Spray down the back of the paper with clean water.
Flip and tape right side up using 1 1/2" glued paper-tape on a bigger piece of masonite board. Weigh sides of the taped paper down with books or video tapes ...anything flat with weight ... along the edges to ensure edges stay put. Don't get whatever you're weighing it down with ON the finished painting. Nust on the brown paper tape. By the way, you can buy that tape at art store, on Amazon or at the Post Office.
Next time, tape the paper down before painting. No need to pre-moisten the paper. Tape it down dry using moistened paper tape that is at least a couple inches on each end longer than sides of paper so it has a really good grip on the masonite.

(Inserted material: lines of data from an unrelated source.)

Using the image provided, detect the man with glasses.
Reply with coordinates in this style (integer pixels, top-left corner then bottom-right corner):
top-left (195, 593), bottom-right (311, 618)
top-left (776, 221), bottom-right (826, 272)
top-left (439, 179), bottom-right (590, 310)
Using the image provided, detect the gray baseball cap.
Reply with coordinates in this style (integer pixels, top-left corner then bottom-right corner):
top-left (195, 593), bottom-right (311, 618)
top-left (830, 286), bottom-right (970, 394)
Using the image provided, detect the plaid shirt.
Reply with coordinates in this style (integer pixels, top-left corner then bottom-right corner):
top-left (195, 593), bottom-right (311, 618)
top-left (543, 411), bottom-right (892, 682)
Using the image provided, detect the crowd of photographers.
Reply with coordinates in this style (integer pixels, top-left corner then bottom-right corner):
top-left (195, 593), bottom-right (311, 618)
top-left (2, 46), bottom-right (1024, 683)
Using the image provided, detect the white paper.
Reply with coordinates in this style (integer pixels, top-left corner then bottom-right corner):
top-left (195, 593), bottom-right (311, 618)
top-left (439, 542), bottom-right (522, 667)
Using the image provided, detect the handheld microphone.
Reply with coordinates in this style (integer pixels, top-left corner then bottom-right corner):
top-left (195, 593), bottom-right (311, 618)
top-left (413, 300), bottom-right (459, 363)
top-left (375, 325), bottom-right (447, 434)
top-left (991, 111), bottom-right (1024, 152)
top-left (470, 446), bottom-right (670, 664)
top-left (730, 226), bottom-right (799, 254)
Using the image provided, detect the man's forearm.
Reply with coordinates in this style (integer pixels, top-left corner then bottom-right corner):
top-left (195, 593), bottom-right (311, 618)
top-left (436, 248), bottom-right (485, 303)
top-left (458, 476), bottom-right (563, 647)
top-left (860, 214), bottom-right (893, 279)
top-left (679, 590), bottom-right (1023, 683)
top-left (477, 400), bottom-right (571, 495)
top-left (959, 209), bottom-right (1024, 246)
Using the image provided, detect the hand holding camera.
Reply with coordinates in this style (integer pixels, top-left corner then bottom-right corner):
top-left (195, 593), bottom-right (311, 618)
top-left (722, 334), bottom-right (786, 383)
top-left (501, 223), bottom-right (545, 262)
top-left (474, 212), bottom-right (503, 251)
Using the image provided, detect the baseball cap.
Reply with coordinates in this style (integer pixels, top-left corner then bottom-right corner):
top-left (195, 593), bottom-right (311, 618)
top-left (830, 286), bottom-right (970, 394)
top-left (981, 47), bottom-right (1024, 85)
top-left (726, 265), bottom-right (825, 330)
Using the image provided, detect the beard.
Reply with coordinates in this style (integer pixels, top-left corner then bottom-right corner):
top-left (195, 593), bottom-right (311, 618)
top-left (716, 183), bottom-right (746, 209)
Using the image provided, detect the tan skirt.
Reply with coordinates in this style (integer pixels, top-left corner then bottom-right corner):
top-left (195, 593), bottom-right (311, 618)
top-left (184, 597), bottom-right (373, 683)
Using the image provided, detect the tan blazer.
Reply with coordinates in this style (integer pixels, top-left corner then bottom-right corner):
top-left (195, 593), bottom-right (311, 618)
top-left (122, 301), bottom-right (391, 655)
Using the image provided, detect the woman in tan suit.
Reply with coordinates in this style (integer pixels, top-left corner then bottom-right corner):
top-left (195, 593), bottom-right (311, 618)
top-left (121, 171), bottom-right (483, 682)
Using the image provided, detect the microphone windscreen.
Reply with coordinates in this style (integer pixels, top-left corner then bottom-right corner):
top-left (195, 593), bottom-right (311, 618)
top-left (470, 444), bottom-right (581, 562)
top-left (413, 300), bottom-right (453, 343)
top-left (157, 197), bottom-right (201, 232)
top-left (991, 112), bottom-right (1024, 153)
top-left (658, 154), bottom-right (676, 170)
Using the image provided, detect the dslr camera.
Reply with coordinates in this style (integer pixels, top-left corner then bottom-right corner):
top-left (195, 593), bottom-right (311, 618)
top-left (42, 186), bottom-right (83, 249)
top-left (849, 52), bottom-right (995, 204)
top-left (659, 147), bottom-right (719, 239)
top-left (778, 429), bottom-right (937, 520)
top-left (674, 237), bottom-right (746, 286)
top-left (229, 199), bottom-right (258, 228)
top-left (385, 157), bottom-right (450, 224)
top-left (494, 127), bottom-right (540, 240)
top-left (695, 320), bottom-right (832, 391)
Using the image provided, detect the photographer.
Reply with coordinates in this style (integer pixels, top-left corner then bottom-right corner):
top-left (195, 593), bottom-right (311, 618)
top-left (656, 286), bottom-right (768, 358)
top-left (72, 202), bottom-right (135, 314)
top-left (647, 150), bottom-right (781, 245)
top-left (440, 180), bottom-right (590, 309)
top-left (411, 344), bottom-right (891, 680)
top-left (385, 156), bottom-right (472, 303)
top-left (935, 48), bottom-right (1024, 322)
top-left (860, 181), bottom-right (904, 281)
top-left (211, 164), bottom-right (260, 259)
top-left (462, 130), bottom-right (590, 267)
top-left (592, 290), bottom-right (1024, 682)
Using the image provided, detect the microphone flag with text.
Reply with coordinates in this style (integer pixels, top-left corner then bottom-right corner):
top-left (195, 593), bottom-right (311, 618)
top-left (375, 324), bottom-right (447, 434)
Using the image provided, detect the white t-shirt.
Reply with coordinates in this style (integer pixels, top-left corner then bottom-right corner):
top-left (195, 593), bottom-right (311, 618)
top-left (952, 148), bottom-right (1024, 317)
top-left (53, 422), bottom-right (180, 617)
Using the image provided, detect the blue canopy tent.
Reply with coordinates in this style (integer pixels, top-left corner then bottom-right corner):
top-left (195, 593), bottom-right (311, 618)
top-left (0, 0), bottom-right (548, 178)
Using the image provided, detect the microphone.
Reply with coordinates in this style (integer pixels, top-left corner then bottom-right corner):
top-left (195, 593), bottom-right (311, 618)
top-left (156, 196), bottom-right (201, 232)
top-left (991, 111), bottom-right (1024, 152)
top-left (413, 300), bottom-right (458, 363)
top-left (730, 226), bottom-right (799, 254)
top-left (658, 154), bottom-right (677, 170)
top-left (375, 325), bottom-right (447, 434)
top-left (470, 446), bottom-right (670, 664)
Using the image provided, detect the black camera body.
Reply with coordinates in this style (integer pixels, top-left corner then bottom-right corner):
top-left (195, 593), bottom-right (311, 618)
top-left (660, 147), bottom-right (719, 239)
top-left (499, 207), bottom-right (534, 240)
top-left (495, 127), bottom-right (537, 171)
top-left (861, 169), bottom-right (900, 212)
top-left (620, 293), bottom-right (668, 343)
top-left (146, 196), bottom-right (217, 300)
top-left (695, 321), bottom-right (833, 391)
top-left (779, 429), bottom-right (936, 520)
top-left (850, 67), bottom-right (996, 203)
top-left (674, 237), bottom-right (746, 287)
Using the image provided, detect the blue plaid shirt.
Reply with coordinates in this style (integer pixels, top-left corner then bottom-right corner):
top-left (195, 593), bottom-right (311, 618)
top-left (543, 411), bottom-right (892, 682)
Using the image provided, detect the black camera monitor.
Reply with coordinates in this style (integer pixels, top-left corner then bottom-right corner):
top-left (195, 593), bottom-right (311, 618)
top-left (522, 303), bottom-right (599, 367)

Always shake the moistened tape off real quick AWAY from the sheet if paper before approaching it to tape down because you want to avoid getting the excess watery glue that was on the tape on your painting surface because ...it will dry clear and it is gonna repel your pigment when the pigment dries & you'll see 'mysterious' lightning shaped white marks or splotches where the dried cleat tape's glue splashed on your painting surface...so shake the excess water off the tape AWAY from your paper. I don't 'dip' the tape ... I swipe it really fast under hot running water outta the faucet in the kitchen sink, outstretch my arm AWAY from my masonite board that has my awaiting paper on it and give that tape a good shake...THEN, I tape it down on the edge, avoiding passing the tape over the paper...
Approach it from the SIDE. Do this on all 4 sides. Overlap at least 1/2 an inch onto paper edge when taping paper onto masonite board.
Do it right the 1st time so tape it straight as you can.
Tape the top, then 1 side, then the bottom, then the other side...not opposing sides 1st.
This ensures a tight stretch.
Only use the really WIDE papertape. 1 1/2" roll of papertape. Buy at post office if you can't find elsewhere.
When completely dry, then do your painting.
When finished, cut just onto where you see the paper under that tape...cut through tape into the paper with a box cutter on all edges & press hard enough. Careful you don't cut your painting image.
Carefully lift it off the board.
Where the tape remains, you can just leave that because the matte is going to cover it anyways when you or your client goes to frame it.